Les militants qui ne tranchent pas sont majoritaires. Pour Laurent, médecin : "Guérini est mis en examen, donc présumé innocent. Mais une mise en examen, c'est quand même pas bon signe." Cela dit, "ça se calme, dans la rue, au boulot, les gens n'en parlent plus trop." Ici, la position officielle semble être d'attendre que la justice passe. On verra ensuite si on s'engueule...
"Ce qui est regrettable, souligne quand même Fernand, c'est que ça salit le parti. Ceux qui prennent la parole pour s'accuser les uns les autres, c'est méprisable." Les militants qui écoutent acquiescent, les autres sont déjà assis autour de la table de réunion. "C'est ce qu'on s'est dit la semaine dernière ici-même, conclut René, l'affaire Guérini, c'est fini." En tout cas, à leur niveau.

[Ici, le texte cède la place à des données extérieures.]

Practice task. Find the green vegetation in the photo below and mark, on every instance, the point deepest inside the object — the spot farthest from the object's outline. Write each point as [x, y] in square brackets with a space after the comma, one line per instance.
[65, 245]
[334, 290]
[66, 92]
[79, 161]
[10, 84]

"Le Vert est dans le fruit"
Parce qu'il y en a d'autres, des sujets à aborder. Notamment "l'affaire Vert". En bref, la 6e circonscription, dont dépend la section 309, a été promise à Europe Ecologie-Les Verts. Qui semblent faire la fine bouche. "S'ils n'en veulent pas, on la garde", balaye Elodie, 24 ans.
Si c'était si simple, soupire le groupe. D'un côté ceux qui feront la campagne du candidat de la gauche quel qu'il soit. Comme Sylvain, qui "est militant avant tout et pas là pour faire dans la dentelle". Le président de section n'a "jamais refusé de faire une campagne" en cinquante-trois ans au PS. Il "n'imagine pas qu'il n'y ait pas un bandeau 'soutenu par le PS'" sur une des affiches des candidats aux législatives. Une partie des militants opine du chef.
Mais pas Fernand, qui "a 90 % de chances d'être candidat en dehors du PS". Si la personne investie ne lui semble pas "légitime", si c'est "un de ces hurluberlus comme certains Verts", alors il ira. Derrière lui, beaucoup estiment en effet qu'il s'agit là d'une injustice. "Une fois c'est un Vert, l'autre fois c'est un candidat de la société civile, après c'est un Chevènementiste, jamais un candidat de la section", énumère Michelle. Ils remontent jusqu'en 1993 pour trouver un candidat à eux. Fernand regrette que ce ne soit pas les militants qui tranchent. Laurent estime que "c'est normal, on fait des accords, on donne des circonscriptions, mais pourquoi toujours la nôtre ?"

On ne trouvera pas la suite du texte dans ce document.